In the end, to my surprise, it was me who broke the silence.

“They knew about my dad,” I said, feeling my fear begin to ebb away and be replaced with anger, with raw, burning rage at those Whitehall obscenities, those knuckle-kneed monsters who find nothing so unremittingly hilarious as human misery. “How did they know about Dad?”

The pit bull did not reply but gazed solemnly at the floor as though in hope of absolution.

The rain smashed down on the roof; there was a flash of lightning and the timpani growl of thunder, and as the storm illuminated Steerforth’s face I saw his features begin to convulse, saw them squeezed, tugged and contorted in something utterly impossible.

For a second, I think I forgot to breathe.

When Steerforth spoke I heard that his voice had once again become a parody of his master’s. “Good evening, Mr. Lamb.”

“Dedlock?” I said softly.

“Did you get it?” he asked. “Do we know the whereabouts of Estella?”

“I couldn’t get them to talk. I’m sorry.”

“You’re sorry? You’ve let me down, Henry Lamb. You’ve let me down and as a result of that failure the city stands on the brink of catastrophe.”

“They knew about my father,” I said. “They know everything. The smell in there… The way you feel when they look at you… like needles in your head.”

“You have to see them again.”

My stomach contracted at the thought of it. “I’m just a filing clerk.”

“No objections. You see them again tomorrow.” I tried to protest but it was already too late.

As Dedlock departed from his body, Steerforth fell back into his chair, frantically sucking in lungfuls of air. Struggling to breathe, he loosened his tie and flicked down the first few buttons at the top of his shirt.

I caught a glimpse of the big man’s chest, and even now, I dearly wish I hadn’t.
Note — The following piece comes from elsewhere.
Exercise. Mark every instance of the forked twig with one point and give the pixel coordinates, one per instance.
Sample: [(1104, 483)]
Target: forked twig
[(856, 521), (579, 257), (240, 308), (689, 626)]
Poor Steerforth — zigzagged in maggot-white scars, scored with old stitches, furrows, grooves and crenellations, the skin repeatedly punctured with pinkish indentations.

Steerforth must have realized what I’d seen, as he swiftly covered himself up, his face aflame with humiliation. “You don’t deserve this,” he murmured. “None of us deserve this.”

Barnaby dropped me a street away from the flat and I had little choice but to make a dash for it through the rain. By the time I got home, my clothes were clinging to my body, my shoes felt squelchy and waterlogged and my hair was a bedraggled mop. The first thing I did was knock on Abbey’s bedroom door. There was no response, but rather than doing the sensible thing — take a hot shower and retire discreetly to bed — I knocked even harder. At last, I heard the click of her bedside lamp, the rustle of a duvet, somnolent steps toward the door.